Elle se tourna vers lui, les yeux chargés de haine.
- Pourquoi m'as-tu obligée à faire ça? J'avais raison de me méfier de toi. Tu es fou!
Il éclata d'un rire tonitruant, puis redevint sérieux.
- Fou, dis-tu?
Il eut une moue désabusée.
- Original, excentrique, marginal, intelligent, rusé, et dépourvu de scrupules. Tout ça, oui, mais pas fou.
Il pointa le doigt sur elle.
- De quoi oses-tu m'accuser, Nelvéa? De t'avoir fait découvrir le côté sombre de ta personnalité? Je ne t'ai pas forcée à partager ce sang avec moi! Tu l'as accepté, et même, autant que je m'en souvienne, tu t'es donnée comme jamais tu ne l'avais fait!
Il eut un sourire plein de cynisme.
- Tu as aimé cela! Parce que tu n'es pas aussi pure que tu voudrais l'être.
Elle eut un sanglot qu'elle maîtrisa avec peine, et serra les dents. Il ajouta: - Tu es stupide! Tu attaches trop d'importance à ce qui n'est après tout qu'une coutume virile et sensuelle, issue des traditions millénaires de la chasse. Tu oublies que ce monstre, s'il avait pu nous crocheter, en aurait agi de même avec nous.
- C'est faux!
- Imagines-tu tes jolies entrailles déroulées tout au long de cette clairière, et servant de repas aux charognards de toutes espèces, après le passage du seigneur migas?
- Tais-toi! TAIS-TOI!
Elle se boucha les oreilles et s'enfuit, s'écorchant la peau aux branches basses, mêlant son sang vif à celui, coagulé, du fauve. Elle avait envie de crier, de hurler à perdre haleine sa rage et sa confusion.

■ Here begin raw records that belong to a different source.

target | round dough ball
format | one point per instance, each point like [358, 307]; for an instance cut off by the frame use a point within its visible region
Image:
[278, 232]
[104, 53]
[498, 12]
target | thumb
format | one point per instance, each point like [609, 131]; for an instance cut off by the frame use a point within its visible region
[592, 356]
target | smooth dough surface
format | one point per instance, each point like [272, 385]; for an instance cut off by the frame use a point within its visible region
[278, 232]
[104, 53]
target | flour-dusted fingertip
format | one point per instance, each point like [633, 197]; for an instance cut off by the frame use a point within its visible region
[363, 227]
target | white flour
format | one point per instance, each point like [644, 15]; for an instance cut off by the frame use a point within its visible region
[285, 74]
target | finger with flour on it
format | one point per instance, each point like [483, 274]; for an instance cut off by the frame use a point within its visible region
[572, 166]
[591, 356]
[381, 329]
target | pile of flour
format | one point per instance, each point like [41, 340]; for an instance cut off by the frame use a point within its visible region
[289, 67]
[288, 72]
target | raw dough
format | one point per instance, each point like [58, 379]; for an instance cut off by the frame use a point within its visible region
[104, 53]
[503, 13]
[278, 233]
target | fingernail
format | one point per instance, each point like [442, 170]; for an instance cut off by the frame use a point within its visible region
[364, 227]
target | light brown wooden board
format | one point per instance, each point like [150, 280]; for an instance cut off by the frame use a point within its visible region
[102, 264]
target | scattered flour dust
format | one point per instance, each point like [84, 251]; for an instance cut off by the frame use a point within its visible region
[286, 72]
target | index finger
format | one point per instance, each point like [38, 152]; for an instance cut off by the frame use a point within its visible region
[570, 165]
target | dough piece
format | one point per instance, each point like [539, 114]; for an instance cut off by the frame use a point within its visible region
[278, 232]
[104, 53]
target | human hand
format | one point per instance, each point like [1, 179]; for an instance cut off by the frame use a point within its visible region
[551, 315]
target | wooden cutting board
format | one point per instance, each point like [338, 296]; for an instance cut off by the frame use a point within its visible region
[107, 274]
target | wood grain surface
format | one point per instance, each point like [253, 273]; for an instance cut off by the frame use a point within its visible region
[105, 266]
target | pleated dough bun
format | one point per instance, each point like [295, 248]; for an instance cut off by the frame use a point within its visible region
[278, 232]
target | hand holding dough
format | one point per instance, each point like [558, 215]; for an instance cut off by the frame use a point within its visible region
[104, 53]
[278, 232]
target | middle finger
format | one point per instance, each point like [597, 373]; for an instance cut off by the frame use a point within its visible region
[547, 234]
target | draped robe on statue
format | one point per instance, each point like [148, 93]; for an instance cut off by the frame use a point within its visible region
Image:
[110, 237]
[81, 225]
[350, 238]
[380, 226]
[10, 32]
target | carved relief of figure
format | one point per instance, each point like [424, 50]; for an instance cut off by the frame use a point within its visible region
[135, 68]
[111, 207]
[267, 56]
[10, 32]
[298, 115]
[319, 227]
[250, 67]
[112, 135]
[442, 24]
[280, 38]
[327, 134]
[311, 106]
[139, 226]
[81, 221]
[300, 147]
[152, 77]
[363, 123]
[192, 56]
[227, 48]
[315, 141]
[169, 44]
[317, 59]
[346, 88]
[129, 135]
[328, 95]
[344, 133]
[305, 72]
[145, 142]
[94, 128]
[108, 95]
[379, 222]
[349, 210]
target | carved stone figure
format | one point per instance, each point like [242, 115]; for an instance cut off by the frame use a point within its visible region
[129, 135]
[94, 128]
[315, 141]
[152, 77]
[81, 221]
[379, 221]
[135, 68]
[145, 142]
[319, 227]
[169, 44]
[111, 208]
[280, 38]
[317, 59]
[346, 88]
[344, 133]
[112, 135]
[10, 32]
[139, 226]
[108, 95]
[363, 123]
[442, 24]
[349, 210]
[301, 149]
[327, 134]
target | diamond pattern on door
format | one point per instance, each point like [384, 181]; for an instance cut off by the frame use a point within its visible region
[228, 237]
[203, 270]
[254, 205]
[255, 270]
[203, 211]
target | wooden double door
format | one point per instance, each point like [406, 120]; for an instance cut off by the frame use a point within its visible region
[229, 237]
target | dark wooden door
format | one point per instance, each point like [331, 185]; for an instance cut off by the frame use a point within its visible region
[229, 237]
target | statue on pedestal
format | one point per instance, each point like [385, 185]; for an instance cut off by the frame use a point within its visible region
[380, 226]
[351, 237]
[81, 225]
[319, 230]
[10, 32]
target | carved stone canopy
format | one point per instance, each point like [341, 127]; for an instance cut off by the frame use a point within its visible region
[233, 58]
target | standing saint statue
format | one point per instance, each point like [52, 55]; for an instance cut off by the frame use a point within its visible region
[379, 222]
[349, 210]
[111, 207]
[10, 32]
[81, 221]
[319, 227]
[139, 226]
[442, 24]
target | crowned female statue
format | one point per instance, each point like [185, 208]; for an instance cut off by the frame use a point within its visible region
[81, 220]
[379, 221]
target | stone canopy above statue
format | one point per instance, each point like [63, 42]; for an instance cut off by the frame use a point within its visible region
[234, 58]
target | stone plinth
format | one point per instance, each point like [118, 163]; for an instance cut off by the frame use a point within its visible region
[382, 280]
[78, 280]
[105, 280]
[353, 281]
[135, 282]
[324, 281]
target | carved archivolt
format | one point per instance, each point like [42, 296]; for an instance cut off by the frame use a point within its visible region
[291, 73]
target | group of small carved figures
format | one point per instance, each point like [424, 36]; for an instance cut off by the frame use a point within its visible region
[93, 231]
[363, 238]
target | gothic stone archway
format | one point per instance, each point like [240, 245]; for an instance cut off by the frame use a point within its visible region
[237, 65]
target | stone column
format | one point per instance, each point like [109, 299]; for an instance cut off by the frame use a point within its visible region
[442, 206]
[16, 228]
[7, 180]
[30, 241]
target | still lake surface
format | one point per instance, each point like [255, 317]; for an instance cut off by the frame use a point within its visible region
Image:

Car elle sentait bien au fond d'elle-même que le jeune homme avait touché son point sensible. Des larmes d'impuissance ruisselèrent sur ses joues. Jamais Solyane n'aurait accepté une telle union, souillée de sang. Si au moins elle n'avait éprouvé une telle jouissance- Mais Maaskar avait raison. Elle était faite pour l’amour, et son corps réagissait trop bien aux attouchements précis, s'enflammait comme de l'étoupe.
Le souffle court, elle déboucha au bord d'un petit étang.

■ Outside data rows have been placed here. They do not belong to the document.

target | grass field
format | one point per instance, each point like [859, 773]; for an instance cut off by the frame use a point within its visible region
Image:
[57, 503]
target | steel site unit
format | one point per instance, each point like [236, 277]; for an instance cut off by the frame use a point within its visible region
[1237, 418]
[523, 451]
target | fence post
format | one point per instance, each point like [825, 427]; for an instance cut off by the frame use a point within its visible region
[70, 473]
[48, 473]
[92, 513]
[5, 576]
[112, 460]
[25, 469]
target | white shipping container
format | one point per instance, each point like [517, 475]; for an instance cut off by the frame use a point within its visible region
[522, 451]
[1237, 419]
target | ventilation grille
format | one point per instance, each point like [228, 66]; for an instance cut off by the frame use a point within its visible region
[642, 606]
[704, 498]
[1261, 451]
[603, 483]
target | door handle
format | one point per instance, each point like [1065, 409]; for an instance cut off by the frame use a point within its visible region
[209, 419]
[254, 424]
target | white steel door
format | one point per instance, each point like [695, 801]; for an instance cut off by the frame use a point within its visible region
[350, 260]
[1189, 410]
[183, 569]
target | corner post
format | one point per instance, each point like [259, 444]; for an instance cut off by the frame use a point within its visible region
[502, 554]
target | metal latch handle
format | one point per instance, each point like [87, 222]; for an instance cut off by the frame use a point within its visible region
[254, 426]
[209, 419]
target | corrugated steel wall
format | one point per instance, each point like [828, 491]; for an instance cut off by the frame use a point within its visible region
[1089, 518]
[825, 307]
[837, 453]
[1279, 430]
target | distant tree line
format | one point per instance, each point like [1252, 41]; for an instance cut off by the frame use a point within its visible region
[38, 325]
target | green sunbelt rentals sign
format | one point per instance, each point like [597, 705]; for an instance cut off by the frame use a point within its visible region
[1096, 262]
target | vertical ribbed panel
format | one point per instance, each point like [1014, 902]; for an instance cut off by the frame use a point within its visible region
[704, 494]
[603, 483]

L'eau! L'eau salvatrice, celle qui lave de tous les vices... La poche maternelle. Elle s'y abandonna tout entière, maintenant la tête sous le liquide froid et revigorant. Pendant un instant elle fut tentée d'inspirer profondément. Mais son instinct de conservation l'arrêta au dernier moment. Elle frotta vigoureusement son corps pour se débarrasser de l'écarlate gluant qui s'y collait encore, puis sortit.
Elle poussa un cri de frayeur. Une douzaine de garous étaient là, qui la contemplaient de leurs yeux sanguinolents. Jamais elle ne les avaient approchés d'aussi près, sauf une fois, près de Chonorga, trois ans auparavant. Le souvenir horrifié qu'elle en conservait lui revint à la mémoire. Elle se mit à trembler et recula lentement. Ils poussaient de petits grognements rien moins qu'amicaux, et les lourds bâtons incrustés d'éclats de silex qui pendaient à leurs mains ne lui inspiraient aucune confiance.
Tout à coup, Maaskar, toujours couvert de sang et d'herbe, surgit des sous-bois, tel un démon écarlate. Il avait récupéré son dayal et vociférait comme un génie forestier. Sa vue suffit à semer la panique parmi les garous, qui peut-être n'avaient pas vraiment d'intentions belliqueuses.
Lorsqu'ils eurent disparu, le jeune homme plongea à son tour dans l'eau, et s'ébroua comme un jeune chien. Nelvéa s'écarta ostensiblement de lui, et vint s'asseoir sur la berge sans le regarder. Il lui dédia un sourire irrésistible.
- Ce que tu as fait n'est guère prudent, petite. T'enfuir sans armes au milieu d'une forêt telle que celle-ci. Si je n'avais été là, ces sympathiques bestioles t'auraient peut-être inscrite à leur menu.
- Laisse-moi tranquille!
- Écoute! Cesse de faire la tête, s'il te plaît. Tu m'en veux parce que je t'ai obligée à te regarder en face?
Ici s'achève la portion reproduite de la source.